Belgrade, des milliers de membres de la communauté LGBT+ ont défilé samedi sous haute protection policière, et ce malgré l’interdiction de cette Marche des fiertés par les autorités serbes. Dans des contre-manifestations, 64 personnes ont été interpellées.

Les autorités serbes avaient annulé la manifestation, invoquant des risques de troubles causés par des groupes d’extrême droite. Mais des milliers de membres de la communauté LGBT+ ont défilé samedi 17 septembre, à Belgrade, en Serbie, sous haute protection policière. Des contre-manifestants se sont opposés aux forces de l’ordre, 64 personnes ont été interpellées.
Le défilé lui-même s’est déroulé sans incident notable. Mais selon les médias locaux, des heurts ont opposé les policiers à des contre-manifestants.
Interdiction de défiler
Le ministère serbe de l’Intérieur avait interdit la marche mardi, invoquant des raisons de sécurité alors que des groupes d’extrême droite menaçaient d’organiser leurs propres manifestations après une série de contre-Pride dans la capitale.
Les manifestants ont néanmoins pu parcourir samedi quelques centaines de mètres sous la pluie, entre le Conseil constitutionnel et un parc proche, soit un trajet bien plus court que la Marche des fiertés initialement prévue.
« Il s’agit de beaucoup plus qu’une Gay pride. Nous nous battons pour l’avenir de ce pays », a résumé Luka Mazzanti Jovicevic, un manifestant serbe.
Une Pride « stressante »
« J’ai été à plusieurs Prides mais celle-ci est légèrement plus stressante que les autres », a confié Yasmin Benoit, mannequin et activiste. « Je suis du Royaume-Uni où tout le monde est plus solidaire et où c’est plus commercial (…) Mais ici, c’est vraiment ce que doit être une Pride », a-t-elle ajouté, en référence au combat sociétal aux origines du mouvement.

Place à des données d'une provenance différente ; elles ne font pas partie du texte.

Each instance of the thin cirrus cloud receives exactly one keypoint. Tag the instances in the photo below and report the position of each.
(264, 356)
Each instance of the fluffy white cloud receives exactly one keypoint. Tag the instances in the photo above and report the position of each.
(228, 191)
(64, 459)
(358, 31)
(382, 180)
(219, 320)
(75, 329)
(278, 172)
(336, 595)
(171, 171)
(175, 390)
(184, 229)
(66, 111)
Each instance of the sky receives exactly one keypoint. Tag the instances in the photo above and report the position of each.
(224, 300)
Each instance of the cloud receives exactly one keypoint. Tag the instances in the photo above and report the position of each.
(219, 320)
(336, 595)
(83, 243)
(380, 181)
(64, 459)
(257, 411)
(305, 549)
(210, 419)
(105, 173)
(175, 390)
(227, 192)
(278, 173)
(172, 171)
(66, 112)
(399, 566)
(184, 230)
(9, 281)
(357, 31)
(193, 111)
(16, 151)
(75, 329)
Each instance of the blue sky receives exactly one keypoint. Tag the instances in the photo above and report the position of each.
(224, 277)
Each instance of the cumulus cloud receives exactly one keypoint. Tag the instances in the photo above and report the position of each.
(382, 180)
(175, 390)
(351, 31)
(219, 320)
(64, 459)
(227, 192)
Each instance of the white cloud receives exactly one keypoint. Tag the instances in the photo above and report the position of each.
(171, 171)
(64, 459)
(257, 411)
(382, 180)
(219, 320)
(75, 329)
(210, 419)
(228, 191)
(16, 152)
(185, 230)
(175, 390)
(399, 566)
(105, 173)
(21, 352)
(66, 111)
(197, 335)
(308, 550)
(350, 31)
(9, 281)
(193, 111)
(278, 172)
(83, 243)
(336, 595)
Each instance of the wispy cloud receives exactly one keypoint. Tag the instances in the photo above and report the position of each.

Le ministre de l’Intérieur, Aleksandar Vulin, a assuré que l’interdiction avait été appliquée, et qu’il s’agissait de personnes « escortées vers un concert ».
La Première ministre serbe, Ana Brnabic, ouvertement lesbienne, a annoncé que 64 personnes avaient été arrêtées et 10 policiers blessés samedi, tout en soulignant qu’elle était « fière » que la journée se soit achevée « sans incident grave ».

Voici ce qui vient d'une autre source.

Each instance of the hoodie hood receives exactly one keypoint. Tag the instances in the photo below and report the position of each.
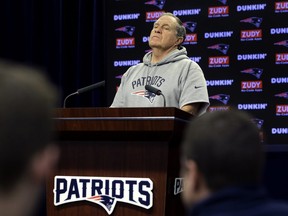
(175, 55)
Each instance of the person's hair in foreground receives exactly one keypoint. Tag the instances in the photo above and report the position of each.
(27, 102)
(226, 147)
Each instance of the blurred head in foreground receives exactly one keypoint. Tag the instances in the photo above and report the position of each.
(27, 155)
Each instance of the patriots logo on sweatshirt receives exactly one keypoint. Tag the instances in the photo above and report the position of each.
(223, 48)
(127, 29)
(103, 191)
(221, 97)
(223, 1)
(256, 21)
(147, 94)
(257, 72)
(107, 202)
(158, 3)
(283, 95)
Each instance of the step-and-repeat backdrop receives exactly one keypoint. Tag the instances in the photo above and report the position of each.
(242, 47)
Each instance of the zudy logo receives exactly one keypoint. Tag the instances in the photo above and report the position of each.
(125, 43)
(282, 110)
(282, 95)
(251, 86)
(153, 15)
(281, 7)
(256, 21)
(218, 61)
(257, 72)
(104, 191)
(223, 98)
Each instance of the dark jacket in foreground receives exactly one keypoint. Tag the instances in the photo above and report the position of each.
(240, 202)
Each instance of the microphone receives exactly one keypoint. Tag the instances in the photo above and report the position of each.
(155, 91)
(84, 89)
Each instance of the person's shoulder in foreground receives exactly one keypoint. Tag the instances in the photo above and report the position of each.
(222, 161)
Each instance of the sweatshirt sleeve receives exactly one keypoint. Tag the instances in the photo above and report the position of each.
(194, 88)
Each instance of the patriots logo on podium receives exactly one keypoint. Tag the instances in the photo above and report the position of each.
(223, 48)
(256, 21)
(223, 98)
(259, 122)
(158, 3)
(127, 29)
(191, 26)
(282, 95)
(103, 191)
(282, 43)
(257, 72)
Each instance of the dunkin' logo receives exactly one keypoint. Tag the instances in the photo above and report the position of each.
(250, 35)
(219, 61)
(125, 42)
(282, 110)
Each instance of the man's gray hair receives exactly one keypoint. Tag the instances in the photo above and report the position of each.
(181, 30)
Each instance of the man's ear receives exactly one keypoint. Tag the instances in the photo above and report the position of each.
(192, 173)
(179, 41)
(44, 162)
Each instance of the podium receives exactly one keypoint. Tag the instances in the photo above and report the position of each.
(116, 143)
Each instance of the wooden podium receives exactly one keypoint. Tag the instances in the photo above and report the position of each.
(120, 142)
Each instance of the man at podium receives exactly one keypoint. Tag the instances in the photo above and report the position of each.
(165, 71)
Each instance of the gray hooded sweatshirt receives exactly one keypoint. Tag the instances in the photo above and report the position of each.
(180, 80)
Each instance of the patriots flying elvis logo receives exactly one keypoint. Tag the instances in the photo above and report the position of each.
(190, 25)
(127, 29)
(103, 191)
(282, 43)
(223, 1)
(257, 72)
(282, 95)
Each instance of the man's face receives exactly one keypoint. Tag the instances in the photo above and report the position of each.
(164, 34)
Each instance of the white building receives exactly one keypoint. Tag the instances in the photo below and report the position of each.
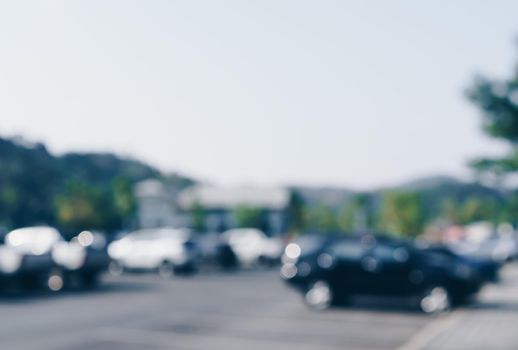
(161, 206)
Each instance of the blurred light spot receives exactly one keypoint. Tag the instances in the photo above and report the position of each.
(288, 271)
(325, 261)
(292, 251)
(85, 238)
(55, 283)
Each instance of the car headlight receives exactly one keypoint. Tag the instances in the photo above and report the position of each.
(10, 261)
(288, 271)
(71, 256)
(464, 271)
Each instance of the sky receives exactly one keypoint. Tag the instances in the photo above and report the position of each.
(337, 93)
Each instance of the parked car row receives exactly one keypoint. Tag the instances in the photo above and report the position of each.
(171, 251)
(39, 257)
(330, 270)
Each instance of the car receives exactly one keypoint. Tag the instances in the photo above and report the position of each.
(252, 247)
(500, 249)
(214, 251)
(331, 269)
(26, 258)
(488, 269)
(165, 250)
(40, 256)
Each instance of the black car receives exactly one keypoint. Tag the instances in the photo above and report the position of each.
(26, 258)
(83, 259)
(330, 269)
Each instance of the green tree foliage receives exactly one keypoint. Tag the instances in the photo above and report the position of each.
(198, 217)
(498, 102)
(75, 191)
(402, 212)
(320, 218)
(296, 212)
(246, 216)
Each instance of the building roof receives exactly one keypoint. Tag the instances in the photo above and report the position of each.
(149, 188)
(229, 197)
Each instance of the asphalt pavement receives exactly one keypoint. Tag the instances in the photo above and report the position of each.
(244, 310)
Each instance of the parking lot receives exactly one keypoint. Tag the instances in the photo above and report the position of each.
(246, 309)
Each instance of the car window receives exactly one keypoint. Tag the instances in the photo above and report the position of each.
(347, 250)
(309, 244)
(389, 253)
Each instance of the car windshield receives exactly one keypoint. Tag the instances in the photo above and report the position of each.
(309, 244)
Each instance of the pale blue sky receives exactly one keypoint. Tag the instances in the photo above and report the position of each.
(354, 93)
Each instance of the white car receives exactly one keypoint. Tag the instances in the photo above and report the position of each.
(40, 255)
(165, 250)
(252, 246)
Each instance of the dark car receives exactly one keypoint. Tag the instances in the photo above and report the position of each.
(82, 259)
(26, 258)
(487, 269)
(330, 269)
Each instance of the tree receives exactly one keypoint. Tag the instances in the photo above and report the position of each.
(355, 214)
(498, 102)
(320, 218)
(249, 216)
(296, 212)
(198, 217)
(402, 213)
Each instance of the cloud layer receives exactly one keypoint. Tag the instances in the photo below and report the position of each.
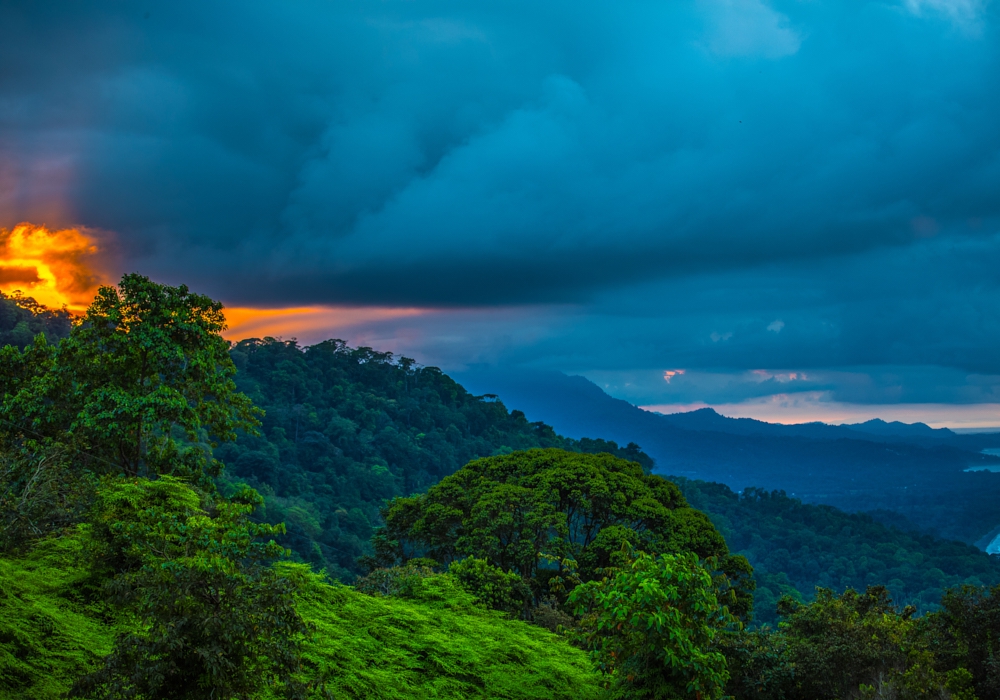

D’importantes forces de police anti-émeutes avaient été déployées aux abords du rassemblement et ont repoussé des petits groupes de contre-manifestants brandissant croix et insignes religieux.
Le ministère de l’Intérieur avait également banni toute contre-manifestation, mais dans des forums de discussion d’extrême droite, des usagers avaient promis de protester contre la Pride.
D’après la télévision N1, des échauffourées se sont produites entre policiers et contre-manifestants, ces derniers lançant des fumigènes contre les forces de l’ordre, dont plusieurs véhicules ont été endommagés.
Homophobie enracinée
Le weekend dernier, des milliers de personnes, gangs de motards, prêtres orthodoxes et nationalistes d’extrême
droite, étaient descendues dans la rue pour réclamer l’annulation du défilé.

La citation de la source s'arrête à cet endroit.